The October 17 broadcasts of NBC's Nightly News and the CBS Evening News with Katie Couric devoted little attention to the story and ignored Democratic criticism of the bill by Feingold and Sen. Patrick Leahy (D-VT), the ranking Democrat on the Senate Judiciary Committee, altogether.
As Media Matters for America has noted, under the Military Commissions Act, the president can simply designate any noncitizen in the United States or elsewhere an unlawful enemy combatant and lock that person away indefinitely, with no access to any tribunal to review his or her detention.
On ABC, Raddatz reported that "[t]he language [in the bill] is so vague, say some lawyers, you could drive a truck through it. Others say, it's just wrong." ABC then aired a clip of Thomas Wilner, an attorney who has represented detainees at the Guantánamo Bay, Cuba, detention facility, saying: "What this bill does is reverse 500 years of common-law history and said the president, the king, the executive can throw somebody in jail without needing to justify it to a court. That violates the rule of law and it violates our Constitution."
Raddatz's report continued:
RADDATZ: What is clear is this: The government can now proceed with the prosecution of detainees such as Khalid Shaikh Mohammed, accused of masterminding the 9-11 attacks. Hearsay evidence, which would not be admissible in civilian courts, will be allowed if a judge deems it reliable. And detainees are denied habeas corpus so they cannot challenge their detention in court.
There were only a few Democrats who released statements today critical of the bill. One of them, Senator Russell Feingold, saying, "We will look back on this day as a stain on our nation's history." Charlie?
GIBSON: Martha, you mentioned there were only a few politicians who spoke out against it. Many more human rights people than politicians were objecting to this bill, and I suspect there's a reason for that.
RADDATZ: There is a reason, Charlie. This has not been a winning issue for the Democrats. In fact, in recent polls, 53 percent of Americans said it was OK to have secret prisons where U.S. laws did not apply.
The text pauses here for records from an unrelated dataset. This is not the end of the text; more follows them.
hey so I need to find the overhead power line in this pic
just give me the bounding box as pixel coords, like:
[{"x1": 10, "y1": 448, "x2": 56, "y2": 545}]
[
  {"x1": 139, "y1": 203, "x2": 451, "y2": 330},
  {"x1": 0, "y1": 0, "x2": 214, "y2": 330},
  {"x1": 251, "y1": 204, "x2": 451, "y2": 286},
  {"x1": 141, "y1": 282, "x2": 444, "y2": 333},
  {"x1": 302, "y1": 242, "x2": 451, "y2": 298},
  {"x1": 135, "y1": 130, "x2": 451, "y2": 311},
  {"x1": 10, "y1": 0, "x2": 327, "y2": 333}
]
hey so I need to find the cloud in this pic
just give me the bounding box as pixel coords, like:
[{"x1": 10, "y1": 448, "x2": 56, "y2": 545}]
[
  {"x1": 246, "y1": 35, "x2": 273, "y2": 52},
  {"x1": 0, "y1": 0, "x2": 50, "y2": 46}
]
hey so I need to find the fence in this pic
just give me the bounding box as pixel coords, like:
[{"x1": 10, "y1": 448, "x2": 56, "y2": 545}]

Basically, Charlie, Americans do not want torture, but they fear terrorist attacks even more.
Raddatz's quote from Feingold's October 17 statement gave no insight into what Feingold was protesting -- that the law does not apply only to detainees captured on overseas "battlefields" but to legal residents of the United States as well. Feingold's full statement makes this clear:
The legislation signed by the President today violates basic principles and values of our constitutional system of government. It allows the government to seize individuals on American soil and detain them indefinitely with no opportunity to challenge their detention in court. And the new law would permit an individual to be convicted on the basis of coerced testimony and even allow someone convicted under these rules to be put to death.
The checks and balances of our system of government and the fundamental fairness of the American people and legal system are among our greatest strengths in the fight against terrorism. I am deeply disappointed that Congress enacted this law. We will look back on this day as a stain on our nation's history.
Leahy's October 17 statement, which Raddatz ignored, was less specific, but Leahy's earlier statements on the detainee bill made clear that he shared Feingold's concerns. From Leahy's September 28 statement:
Going forward, the bill departs even more radically from our most fundamental values. And provisions that were profoundly troubling a week ago when the Armed Services Committee marked up the bill have gotten much worse in the course of closed-door revisions over the past week. For example, the bill has been amended to eliminate habeas corpus review even for persons inside the United States, and even for persons who have not been determined to be enemy combatants. It has moved from detention of those who are captured having taken up arms against the United States on a battlefield to millions of law-abiding Americans that the Government might suspect of sympathies for Muslim causes and who knows what else -- without any avenue for effective review.
Meanwhile, NBC and CBS barely covered the signing of the detainee bill. NBC's Nightly News devoted 69 seconds to the story, noting that the new law may not "pass the legal test." The CBS Evening News devoted 17 seconds to the story. Notably, both NBC and CBS devoted much more time to reporting on two recent studies on the seafood safety. NBC devoted 2 minutes and 18 seconds to the seafood story -- exactly twice the time it spent on the detainee bill. CBS devoted 1 minute and 37 seconds to the seafood story -- almost six times the amount of time its broadcast spent on the detainee bill.